Can you ever take a break? What if you go on vacation — or simply out for dinner with your friends — and the server goes down?
I guess for less complex apps this can be mitigated with something like Heroku, but still... do they hire freelancers to “watch the shop” when they want a break or are they chained to PagerDuty 24/7?
What has helped me as the only technical founder, as freelancer or in very small teams in general:
- Choose boring technology. Especially when alone I prefer reliability and tons of state of the art on how to operate it, over shiny features
- Choose technolgy and infrastructure that you know. It is a whole lot easier to maintain a stable system with something that you have ample experience with.
- Keep system complexity roughly aligned with team size. E.g. when alone, it might not be the best idea to maintain 5 very different database systems altough on paper each is "the best tool for the job"

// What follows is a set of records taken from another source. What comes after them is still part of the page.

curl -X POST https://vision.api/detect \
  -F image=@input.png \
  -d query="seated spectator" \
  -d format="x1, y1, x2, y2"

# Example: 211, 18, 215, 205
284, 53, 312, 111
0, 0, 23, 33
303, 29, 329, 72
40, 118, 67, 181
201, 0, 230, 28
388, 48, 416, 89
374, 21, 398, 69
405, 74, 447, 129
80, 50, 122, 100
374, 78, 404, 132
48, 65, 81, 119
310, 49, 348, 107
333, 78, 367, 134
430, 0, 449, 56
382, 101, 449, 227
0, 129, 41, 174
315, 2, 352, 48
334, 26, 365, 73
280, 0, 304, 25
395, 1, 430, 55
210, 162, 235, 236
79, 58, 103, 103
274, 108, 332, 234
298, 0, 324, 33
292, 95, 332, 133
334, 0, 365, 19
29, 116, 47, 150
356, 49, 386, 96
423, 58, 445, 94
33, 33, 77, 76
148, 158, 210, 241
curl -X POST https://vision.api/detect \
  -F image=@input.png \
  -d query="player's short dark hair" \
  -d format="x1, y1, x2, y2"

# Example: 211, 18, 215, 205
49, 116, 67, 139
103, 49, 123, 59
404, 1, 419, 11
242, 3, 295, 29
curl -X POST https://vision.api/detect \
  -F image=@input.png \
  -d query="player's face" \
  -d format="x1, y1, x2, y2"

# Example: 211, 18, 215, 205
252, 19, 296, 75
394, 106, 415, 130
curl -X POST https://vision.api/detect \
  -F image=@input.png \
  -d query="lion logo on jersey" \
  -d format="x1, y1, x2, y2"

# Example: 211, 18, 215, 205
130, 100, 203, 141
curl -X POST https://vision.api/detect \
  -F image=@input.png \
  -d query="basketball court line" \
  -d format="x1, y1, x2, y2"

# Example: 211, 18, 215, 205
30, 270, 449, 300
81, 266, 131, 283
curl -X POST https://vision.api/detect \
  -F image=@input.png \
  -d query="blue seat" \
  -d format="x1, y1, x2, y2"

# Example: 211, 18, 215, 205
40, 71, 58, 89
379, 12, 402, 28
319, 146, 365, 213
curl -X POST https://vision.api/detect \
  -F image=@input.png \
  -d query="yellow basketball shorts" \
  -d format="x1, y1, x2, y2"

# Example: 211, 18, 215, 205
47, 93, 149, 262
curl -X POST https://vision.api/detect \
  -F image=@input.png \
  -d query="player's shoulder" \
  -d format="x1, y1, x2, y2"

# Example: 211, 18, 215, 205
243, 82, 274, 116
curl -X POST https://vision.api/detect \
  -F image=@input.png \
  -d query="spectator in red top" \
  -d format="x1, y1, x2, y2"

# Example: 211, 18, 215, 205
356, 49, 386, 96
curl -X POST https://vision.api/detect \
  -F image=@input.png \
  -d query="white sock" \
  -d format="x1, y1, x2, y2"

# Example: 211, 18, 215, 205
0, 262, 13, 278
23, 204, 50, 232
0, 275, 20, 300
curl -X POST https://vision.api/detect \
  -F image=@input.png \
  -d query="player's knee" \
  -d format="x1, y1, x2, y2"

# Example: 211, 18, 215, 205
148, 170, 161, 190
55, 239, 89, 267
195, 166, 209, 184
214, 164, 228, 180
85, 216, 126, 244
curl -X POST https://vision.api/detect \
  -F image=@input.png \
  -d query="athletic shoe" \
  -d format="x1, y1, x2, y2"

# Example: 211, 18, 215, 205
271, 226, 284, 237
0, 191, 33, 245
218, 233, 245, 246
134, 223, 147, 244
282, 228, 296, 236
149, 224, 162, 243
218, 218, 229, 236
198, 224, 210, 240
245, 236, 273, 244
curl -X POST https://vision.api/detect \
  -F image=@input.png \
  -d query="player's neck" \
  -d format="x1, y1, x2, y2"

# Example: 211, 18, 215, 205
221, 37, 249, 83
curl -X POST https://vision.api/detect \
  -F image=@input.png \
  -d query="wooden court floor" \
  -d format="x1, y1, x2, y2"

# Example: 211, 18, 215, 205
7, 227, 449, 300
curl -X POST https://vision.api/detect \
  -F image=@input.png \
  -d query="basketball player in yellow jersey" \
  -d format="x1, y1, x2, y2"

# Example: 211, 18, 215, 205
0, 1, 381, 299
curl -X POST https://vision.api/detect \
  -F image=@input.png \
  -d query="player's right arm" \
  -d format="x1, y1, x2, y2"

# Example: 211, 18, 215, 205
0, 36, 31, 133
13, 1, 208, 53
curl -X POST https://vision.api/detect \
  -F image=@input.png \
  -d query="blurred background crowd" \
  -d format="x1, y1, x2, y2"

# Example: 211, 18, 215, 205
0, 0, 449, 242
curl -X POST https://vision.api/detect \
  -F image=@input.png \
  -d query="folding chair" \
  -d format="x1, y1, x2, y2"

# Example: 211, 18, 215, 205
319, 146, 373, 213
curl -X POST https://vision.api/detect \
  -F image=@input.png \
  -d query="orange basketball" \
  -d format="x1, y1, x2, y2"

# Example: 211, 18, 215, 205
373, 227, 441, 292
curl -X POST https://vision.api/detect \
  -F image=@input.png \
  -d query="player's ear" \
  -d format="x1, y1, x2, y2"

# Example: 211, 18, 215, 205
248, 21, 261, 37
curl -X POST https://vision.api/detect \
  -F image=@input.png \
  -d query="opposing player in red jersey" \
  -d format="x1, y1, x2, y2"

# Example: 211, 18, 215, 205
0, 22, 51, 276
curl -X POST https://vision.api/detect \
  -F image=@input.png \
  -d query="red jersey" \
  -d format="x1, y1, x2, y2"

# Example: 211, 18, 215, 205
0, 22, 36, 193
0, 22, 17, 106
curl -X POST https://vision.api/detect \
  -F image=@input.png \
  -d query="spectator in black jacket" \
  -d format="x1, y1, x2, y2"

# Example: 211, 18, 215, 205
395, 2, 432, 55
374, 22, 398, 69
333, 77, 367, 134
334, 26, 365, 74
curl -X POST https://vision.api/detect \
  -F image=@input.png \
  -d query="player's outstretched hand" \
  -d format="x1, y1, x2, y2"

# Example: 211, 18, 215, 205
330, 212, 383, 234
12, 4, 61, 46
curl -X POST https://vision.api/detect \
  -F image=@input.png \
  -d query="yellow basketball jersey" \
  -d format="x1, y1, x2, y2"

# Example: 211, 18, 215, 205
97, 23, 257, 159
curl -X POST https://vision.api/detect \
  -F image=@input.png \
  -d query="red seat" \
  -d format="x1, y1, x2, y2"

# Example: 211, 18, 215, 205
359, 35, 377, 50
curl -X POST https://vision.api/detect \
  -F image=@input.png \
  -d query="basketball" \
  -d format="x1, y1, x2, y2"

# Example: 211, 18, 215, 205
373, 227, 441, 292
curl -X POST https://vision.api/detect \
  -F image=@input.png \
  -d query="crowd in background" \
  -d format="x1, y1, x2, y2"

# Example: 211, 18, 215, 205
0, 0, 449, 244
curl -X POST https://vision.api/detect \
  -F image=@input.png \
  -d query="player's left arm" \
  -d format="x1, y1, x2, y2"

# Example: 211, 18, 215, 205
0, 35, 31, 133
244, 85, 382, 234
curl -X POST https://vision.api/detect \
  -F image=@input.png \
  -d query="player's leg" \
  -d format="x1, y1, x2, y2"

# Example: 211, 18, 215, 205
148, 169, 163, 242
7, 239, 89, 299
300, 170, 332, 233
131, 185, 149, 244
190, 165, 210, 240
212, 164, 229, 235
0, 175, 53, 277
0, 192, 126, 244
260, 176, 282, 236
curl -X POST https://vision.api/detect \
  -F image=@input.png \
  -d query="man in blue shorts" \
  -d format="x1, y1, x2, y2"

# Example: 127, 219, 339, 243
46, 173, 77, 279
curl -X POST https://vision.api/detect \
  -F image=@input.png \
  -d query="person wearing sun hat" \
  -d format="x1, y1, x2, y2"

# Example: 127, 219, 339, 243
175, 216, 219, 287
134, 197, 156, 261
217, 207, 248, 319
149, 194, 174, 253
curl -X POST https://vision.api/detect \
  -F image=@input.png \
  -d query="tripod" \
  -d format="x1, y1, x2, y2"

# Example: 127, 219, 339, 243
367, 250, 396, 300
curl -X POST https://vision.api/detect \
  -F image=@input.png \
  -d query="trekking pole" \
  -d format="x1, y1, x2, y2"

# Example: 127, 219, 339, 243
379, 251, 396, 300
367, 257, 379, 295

- I don't think you need any super advanced, well tought out archiecture, but if you are constantly fire fighting while at work, it might not even be good enough
- Setup basic automation so the system can recover iteselffrom the unavoidable but benign hickup every now and then.
- Don't deploy before going for lunch, coffee break, dinner, weekends, etc.
- While working, observe your systems behaviour over time, and especially the impact of changes on it. If you see a degradation, fix it or at least put it in the backlog. Otherwise it will bite you eventually out of nowhere.
- Have nice error pages and messaging that are shown to users when the system fails. In my experience in early stage companies, crashes suck, but aren't actually that bad after all and users are quite lenient as long as they see that the system is down instead of having the bad experience of it just not working correctly.